Studi ini juga mencakup proses pembentukan dan perubahan mineral. Sekitar 10 abad yang lalu, para saintis Muslim sudah mampu mengidentifikasi beragam jenis mineral. Mereka mendedikasikan dirinya untuk mempelajari mineral. Al Biruni dikenal sebagai pakar mineralogi Muslim yang paling hebat dalam sejarah peradaban Islam.
Di zaman itu, para ilmuwan Islam sudah mampu menjelaskan komposisi kimia dan struktur kristal. Batu permata dan batu mulia dinilai para ilmuwan Muslim sebagai jenis mineral yang khusus. Intan, batu nilam, jamrud, serta yang lainnya digolongkan ke dalam mineral. Sejak zaman dahulu, batu-batu mulia itu menjadi lambang kemewahan raja-raja dan para wanita.

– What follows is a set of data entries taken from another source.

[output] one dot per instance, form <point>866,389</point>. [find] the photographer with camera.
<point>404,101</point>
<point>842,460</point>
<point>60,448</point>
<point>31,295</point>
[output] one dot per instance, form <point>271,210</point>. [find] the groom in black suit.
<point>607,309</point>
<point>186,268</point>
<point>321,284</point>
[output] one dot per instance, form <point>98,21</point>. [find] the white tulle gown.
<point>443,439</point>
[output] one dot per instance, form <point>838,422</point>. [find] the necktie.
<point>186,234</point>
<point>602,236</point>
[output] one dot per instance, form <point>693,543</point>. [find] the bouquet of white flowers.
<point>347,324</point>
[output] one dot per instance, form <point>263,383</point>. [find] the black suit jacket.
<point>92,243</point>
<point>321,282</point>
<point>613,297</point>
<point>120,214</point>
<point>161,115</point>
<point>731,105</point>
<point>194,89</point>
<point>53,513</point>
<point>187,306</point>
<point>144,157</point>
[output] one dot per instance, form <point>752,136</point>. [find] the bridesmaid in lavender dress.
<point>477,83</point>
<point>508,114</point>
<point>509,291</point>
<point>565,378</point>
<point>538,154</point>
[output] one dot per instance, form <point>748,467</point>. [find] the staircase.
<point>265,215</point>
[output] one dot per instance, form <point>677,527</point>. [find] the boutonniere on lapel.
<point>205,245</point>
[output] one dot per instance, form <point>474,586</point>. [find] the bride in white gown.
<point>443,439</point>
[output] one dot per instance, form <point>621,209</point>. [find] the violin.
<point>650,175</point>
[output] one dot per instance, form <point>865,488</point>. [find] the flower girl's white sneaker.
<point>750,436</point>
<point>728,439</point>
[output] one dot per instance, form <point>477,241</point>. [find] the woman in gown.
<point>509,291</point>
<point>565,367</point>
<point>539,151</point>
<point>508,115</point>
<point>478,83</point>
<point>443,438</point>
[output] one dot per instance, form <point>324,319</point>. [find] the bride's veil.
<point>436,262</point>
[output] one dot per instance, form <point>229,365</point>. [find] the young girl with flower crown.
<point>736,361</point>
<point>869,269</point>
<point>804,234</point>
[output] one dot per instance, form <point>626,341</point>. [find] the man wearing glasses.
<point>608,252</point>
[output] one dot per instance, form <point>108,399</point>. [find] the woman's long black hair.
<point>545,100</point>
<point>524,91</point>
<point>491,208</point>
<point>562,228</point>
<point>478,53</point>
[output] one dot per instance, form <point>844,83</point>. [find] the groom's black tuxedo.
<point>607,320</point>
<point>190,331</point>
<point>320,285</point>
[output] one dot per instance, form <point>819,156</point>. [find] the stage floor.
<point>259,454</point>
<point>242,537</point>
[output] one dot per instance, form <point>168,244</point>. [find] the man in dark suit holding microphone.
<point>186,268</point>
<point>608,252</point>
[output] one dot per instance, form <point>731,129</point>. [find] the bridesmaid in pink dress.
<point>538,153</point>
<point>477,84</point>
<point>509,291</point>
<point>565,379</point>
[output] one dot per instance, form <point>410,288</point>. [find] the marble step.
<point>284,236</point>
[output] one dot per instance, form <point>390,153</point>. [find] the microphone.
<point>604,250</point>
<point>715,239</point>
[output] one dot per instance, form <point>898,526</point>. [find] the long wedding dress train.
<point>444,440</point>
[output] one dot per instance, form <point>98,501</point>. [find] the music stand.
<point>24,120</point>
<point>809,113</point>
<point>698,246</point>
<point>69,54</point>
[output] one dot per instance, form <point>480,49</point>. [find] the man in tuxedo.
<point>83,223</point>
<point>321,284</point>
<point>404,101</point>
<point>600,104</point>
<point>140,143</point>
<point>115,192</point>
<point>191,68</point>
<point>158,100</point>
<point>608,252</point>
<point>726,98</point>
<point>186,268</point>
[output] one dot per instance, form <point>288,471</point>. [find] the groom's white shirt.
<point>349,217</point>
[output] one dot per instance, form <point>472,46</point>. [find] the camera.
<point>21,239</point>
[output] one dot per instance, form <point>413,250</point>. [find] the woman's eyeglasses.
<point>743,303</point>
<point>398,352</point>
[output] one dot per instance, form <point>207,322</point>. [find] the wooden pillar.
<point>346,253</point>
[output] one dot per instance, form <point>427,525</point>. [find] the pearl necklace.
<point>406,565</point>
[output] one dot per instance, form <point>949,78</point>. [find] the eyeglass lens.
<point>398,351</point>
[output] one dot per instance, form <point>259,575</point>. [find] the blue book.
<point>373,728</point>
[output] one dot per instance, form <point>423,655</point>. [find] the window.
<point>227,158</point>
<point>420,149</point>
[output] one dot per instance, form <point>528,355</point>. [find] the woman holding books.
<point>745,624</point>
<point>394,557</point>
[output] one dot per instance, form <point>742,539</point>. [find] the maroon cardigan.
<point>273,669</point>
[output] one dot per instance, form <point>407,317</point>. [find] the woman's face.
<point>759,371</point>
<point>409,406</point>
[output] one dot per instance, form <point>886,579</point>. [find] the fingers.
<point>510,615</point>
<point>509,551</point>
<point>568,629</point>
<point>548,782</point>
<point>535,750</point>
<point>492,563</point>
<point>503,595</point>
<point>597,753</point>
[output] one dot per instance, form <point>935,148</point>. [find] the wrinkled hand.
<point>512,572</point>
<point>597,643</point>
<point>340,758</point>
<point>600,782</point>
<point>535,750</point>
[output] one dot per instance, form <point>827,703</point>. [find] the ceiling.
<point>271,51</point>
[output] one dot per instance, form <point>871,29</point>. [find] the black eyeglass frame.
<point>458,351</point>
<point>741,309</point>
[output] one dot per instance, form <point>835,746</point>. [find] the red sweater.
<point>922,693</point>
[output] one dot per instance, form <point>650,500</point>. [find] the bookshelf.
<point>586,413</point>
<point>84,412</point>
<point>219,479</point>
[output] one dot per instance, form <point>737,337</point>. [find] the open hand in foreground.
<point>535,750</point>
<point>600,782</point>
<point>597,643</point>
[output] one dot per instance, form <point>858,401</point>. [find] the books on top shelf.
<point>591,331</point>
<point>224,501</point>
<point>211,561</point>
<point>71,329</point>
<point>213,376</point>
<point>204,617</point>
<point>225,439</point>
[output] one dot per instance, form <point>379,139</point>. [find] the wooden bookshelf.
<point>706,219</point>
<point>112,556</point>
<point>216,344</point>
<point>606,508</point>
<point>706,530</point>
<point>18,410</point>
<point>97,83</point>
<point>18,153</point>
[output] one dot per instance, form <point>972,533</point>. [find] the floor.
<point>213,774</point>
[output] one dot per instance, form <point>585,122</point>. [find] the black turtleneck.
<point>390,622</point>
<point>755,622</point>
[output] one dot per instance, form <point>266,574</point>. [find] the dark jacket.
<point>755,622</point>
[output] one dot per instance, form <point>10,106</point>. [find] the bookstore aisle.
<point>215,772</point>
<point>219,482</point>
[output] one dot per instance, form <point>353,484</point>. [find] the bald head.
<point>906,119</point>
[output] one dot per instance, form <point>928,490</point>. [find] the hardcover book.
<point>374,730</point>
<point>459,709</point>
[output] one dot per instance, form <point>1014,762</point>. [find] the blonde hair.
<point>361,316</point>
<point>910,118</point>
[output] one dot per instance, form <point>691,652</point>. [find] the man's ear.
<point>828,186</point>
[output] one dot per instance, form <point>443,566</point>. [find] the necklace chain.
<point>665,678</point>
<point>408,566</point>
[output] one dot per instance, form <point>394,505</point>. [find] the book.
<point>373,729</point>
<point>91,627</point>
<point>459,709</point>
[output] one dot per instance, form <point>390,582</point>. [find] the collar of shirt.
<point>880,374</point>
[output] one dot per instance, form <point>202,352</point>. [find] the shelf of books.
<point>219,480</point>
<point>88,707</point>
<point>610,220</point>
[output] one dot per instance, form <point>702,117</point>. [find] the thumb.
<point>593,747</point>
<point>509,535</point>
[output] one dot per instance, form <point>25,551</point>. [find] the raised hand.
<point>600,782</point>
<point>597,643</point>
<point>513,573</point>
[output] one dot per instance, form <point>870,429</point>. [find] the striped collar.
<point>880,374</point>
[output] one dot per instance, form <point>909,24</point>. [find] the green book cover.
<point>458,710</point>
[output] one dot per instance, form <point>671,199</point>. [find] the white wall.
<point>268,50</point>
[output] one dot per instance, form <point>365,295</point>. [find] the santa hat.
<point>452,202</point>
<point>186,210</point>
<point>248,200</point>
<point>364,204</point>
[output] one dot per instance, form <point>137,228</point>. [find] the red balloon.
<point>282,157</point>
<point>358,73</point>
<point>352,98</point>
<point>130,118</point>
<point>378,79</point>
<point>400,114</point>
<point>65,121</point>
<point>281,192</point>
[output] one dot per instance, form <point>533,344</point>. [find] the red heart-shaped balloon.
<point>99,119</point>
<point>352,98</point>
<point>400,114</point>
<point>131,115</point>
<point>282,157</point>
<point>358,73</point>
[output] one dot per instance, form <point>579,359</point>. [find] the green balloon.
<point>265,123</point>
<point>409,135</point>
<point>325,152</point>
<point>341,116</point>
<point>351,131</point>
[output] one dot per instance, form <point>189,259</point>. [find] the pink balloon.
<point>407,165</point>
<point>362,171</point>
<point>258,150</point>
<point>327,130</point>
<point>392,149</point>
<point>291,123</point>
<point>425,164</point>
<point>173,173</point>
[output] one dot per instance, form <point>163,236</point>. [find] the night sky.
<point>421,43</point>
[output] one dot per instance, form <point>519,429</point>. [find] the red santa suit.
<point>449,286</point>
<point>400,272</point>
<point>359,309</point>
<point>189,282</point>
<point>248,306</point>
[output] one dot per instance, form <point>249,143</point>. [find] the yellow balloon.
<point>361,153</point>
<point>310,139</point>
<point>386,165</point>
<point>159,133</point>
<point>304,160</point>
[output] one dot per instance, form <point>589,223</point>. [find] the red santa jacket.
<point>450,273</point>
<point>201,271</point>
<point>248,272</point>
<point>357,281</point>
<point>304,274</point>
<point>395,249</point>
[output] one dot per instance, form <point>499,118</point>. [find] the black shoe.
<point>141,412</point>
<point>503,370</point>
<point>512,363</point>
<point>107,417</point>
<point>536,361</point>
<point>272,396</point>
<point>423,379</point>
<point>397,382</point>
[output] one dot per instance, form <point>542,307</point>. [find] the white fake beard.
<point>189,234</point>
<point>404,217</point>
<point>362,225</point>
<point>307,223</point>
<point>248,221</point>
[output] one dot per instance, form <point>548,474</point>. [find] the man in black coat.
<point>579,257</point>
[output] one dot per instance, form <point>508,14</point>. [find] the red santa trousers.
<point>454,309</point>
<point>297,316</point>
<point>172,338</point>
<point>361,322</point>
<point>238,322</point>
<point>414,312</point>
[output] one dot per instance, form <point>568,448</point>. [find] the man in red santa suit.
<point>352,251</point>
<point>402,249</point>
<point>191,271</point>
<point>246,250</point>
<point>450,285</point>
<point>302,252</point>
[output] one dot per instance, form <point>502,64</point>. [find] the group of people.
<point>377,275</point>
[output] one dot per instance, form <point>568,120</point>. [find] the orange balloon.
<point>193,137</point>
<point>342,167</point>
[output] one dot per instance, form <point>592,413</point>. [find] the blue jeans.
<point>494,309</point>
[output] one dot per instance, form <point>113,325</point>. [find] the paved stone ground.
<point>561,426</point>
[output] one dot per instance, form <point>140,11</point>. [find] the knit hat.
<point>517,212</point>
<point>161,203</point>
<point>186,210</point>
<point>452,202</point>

Sumbangan peradaban Islam dalam bidang mineralogi tak lepas dari keberhasilan umat Islam menguasai wilayah-wilayah penting, seperti Mesir, Mesopotamia, India, dan Romawi. Peradaban wilayah itu sebelumnya juga telah mengenal beragam jenis mineral, batu mulia, dan permata. Karya-karya terdahulu itu lalu dikembangkan dan diteliti lebih lanjut oleh para ilmuwan Muslim.